In recent years, John made the decision to start his own farm and greenhouse near Laurel and stock his store with mostly his own produce and flowers, rather than buying them all from distributors.
   Through the years, his wife, Judy, whom he met at the store, and sons Joe, 26, Tim, 25, Johnny, and Tristan, 17, have worked at the family business in some capacity.
   Though Joe ended up working for Sound Beverage, Tim became a firefighter in Baltimore, and Tristan still attends high school, they all still help at the stand when needed.
   Johnny, however, said he always saw himself one day running the family business.
   Some of his earliest memories were playing in the banana boxes as a toddler, meeting neighbors, riding his bike in the nearby Sunnyland neighborhood, and stuffing himself on fruit.
   Going through a “rebellion phase” a few years ago, in which he dropped out of high school and took at job at Taco Bell, Johnny said he realized the family business was truly where he belonged.
   First, he missed working outside at the open-air stand.
   “Working outside is much better, as opposed to being behind a fast-food fryer,” Johnny said. 
Also, a corporate environment didn’t feel right to him.
   “I felt like just a number,” Johnny said. “And I think you get a lot better service at a family business.”
Finally, he said, he noticed how much joy it brought his father to interact with his customers every day, and he began to understand what it meant to be part of a business that touched so many lives in the community.
   “One day, I saw a younger lady, about 19, come in crying and go up to my dad,” Johnny said. “She said, ‘Everything in my life has changed except this store.’ That’s when it began to sink in what this place means to a lot of people.”
   John, who’d been considering retirement for several years, said it was his connection with his customers that kept him from leaving sooner.
   “It’s this place, this community, that kept me here.
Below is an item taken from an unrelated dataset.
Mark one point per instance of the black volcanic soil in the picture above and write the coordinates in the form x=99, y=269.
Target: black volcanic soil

I love my people,” he said. “I don’t know everybody’s name but I can tell you what happened in their lives 15 years ago. Every day, there’s someone who says, ‘Please don’t ever leave this corner.'”
   Johnny, who’s shy, said he has a long way to go before he’s as comfortable with customers as his dad. But, as a new business owner, husband and father of two young children, he’s learned from his father to always push himself harder.
   “I didn’t like it when I was younger but it makes sense now,” he said. “Even on my day off, I’m building something or doing something constructive.”
   Weston believes John’s character and business traits will rub off on Johnny.
   “Johnny’s been working there since he was born,” Weston said. “(Running the business) is something he’ll pick up and enjoy and he’ll follow in his dad’s footsteps. His dad’s done a wonderful job.”
   Judy, who will also retire from the store this year, said she plans to travel to local parks and lakes this summer with John for the first time in decades, and that the changing of the guard will be a good thing for both Johns.
   “I feel that the customers will be in good hands with John Jr.,” she said. “He’s still learning but he’s had a good teacher. As far as John Sr., I’m sure he’ll be missed because he loved his customers and his business. It was a hard decision for him that took him a couple years to make, and feel comfortable with. He had a really strong work ethic, so it’s hard there, but it’s good for him mentally and physically.”